She frowned. “I don’t know. Chief Trask, I suppose.”
“How bizarre is this group?”
“Bizarre? I don’t know. I hadn’t heard anything very bizarre about them. I imagine there’s grass smoked there, although not many of us find that bizarre anymore. Other than that I can’t think of anything particularly bizarre. What kind of bizarre do you mean?”
The wine was gone, and I was looking a little wistfully at the empty bottle. It was hard concentrating on business. I was also looking a little wistfully at Susan Silverman. Neither rain nor sleet nor snow nor dark of night maybe, but red wine and a handsome woman — that was something else.

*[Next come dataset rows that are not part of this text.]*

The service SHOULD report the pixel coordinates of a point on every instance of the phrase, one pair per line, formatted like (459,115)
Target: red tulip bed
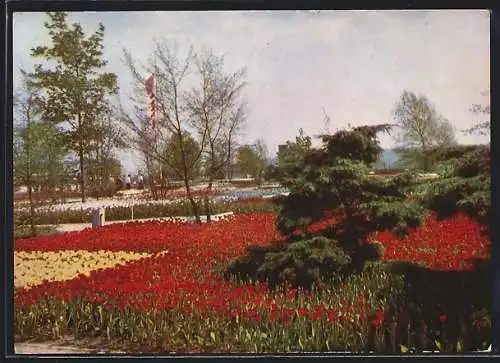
(176,300)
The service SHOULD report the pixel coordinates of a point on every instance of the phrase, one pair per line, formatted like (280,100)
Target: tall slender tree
(213,106)
(76,88)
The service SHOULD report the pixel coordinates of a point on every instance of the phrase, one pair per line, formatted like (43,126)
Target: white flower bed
(95,204)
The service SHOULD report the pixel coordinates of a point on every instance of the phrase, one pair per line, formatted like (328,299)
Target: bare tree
(481,128)
(217,113)
(173,118)
(236,123)
(421,127)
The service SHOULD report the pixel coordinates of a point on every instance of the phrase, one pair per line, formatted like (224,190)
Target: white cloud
(353,64)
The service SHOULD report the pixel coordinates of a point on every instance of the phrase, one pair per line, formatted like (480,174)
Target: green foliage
(302,263)
(38,156)
(75,91)
(291,155)
(252,160)
(172,162)
(334,180)
(465,187)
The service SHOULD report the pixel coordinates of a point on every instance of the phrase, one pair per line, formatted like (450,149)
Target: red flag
(150,84)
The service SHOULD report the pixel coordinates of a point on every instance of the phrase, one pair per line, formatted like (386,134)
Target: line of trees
(200,112)
(65,125)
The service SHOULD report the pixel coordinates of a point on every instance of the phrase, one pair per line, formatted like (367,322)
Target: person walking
(141,181)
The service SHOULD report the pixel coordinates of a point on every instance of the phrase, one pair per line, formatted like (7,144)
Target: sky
(303,65)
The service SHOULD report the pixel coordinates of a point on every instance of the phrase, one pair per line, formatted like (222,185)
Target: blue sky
(354,65)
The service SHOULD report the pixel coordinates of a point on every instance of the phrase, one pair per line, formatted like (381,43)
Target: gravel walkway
(55,348)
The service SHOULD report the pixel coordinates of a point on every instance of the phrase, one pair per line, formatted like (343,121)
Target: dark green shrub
(334,178)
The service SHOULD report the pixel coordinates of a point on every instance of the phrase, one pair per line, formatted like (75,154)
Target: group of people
(128,182)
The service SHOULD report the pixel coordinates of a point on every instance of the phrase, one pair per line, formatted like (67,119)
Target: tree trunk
(194,206)
(32,208)
(82,174)
(208,211)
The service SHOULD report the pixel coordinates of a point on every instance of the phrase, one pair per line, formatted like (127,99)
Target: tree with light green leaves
(75,89)
(38,149)
(252,159)
(173,161)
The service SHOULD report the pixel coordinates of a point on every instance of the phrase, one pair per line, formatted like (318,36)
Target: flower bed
(178,302)
(114,211)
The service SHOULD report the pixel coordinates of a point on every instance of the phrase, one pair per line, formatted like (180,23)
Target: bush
(304,263)
(117,213)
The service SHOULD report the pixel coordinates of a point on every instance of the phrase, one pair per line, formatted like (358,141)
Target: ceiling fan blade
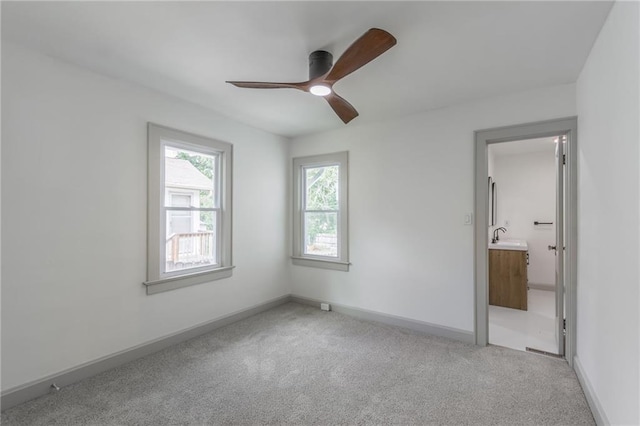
(344,109)
(369,46)
(266,85)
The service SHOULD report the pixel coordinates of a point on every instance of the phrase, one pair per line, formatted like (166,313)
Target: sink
(509,245)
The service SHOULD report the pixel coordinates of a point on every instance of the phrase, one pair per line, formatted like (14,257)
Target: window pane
(188,173)
(321,188)
(191,240)
(321,234)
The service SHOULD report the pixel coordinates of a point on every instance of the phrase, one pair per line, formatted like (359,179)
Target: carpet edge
(594,403)
(415,325)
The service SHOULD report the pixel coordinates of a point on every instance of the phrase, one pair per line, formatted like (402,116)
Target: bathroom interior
(522,238)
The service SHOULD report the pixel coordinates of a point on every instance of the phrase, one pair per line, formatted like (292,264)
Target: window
(320,217)
(189,209)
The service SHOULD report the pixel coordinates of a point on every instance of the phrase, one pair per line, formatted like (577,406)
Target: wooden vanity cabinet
(508,278)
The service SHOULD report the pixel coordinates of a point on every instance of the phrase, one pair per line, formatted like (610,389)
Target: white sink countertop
(520,245)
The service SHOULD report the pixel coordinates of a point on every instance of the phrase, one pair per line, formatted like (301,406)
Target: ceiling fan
(323,74)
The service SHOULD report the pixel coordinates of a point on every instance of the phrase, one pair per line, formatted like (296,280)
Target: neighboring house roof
(182,174)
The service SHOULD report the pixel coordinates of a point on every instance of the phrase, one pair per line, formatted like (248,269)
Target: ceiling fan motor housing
(320,62)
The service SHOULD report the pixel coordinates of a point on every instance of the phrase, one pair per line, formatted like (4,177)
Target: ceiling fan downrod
(320,62)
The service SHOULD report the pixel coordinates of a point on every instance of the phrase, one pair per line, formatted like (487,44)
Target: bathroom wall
(526,190)
(411,183)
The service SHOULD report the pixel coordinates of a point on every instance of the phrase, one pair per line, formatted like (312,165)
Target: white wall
(608,331)
(74,217)
(526,189)
(411,184)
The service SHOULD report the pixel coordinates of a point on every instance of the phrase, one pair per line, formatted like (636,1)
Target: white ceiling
(447,52)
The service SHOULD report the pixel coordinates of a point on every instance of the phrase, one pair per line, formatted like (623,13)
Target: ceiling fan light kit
(323,74)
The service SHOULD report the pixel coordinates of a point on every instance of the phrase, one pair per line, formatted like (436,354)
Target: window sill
(335,265)
(186,280)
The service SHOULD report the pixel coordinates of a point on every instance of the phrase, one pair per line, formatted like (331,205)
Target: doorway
(522,234)
(487,218)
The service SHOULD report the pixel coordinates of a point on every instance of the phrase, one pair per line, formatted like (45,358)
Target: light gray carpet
(298,365)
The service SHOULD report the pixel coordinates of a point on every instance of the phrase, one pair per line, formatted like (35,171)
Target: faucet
(496,236)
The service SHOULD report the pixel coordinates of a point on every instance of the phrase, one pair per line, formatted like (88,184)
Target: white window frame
(158,138)
(300,164)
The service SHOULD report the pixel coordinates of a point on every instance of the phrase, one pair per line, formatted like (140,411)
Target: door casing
(483,138)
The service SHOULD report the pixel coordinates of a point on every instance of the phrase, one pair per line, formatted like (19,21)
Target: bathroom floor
(535,328)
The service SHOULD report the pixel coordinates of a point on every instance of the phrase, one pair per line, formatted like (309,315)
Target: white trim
(394,320)
(320,263)
(158,280)
(594,403)
(185,280)
(341,261)
(504,134)
(40,387)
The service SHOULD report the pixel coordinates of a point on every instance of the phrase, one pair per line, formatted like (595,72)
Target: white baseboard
(420,326)
(596,408)
(26,392)
(37,388)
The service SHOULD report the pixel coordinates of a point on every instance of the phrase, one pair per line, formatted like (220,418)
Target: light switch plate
(468,219)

She said, “What kind of bizarre are you looking for?”
“Any kind at all. The kind of bizarre that would be capable of that dummy trick in the coffin, the kind of bizarre that would make a singing commercial out of the telephone call. The kind of bizarre that would do the ransom note in a comic strip. Would you like some brandy?”
“One small glass.”
“Let’s take it to the living room.”
She sat where she had before, at one end of the couch. I gave her some Calvados and sat on the coffee table near her.
“I don’t know anything bizarre about the group. I have the impression that there is something unusual about Vic Harroway, but I don’t know quite what it is.”
“Think about it. Who said he was odd? What context was his oddness in?”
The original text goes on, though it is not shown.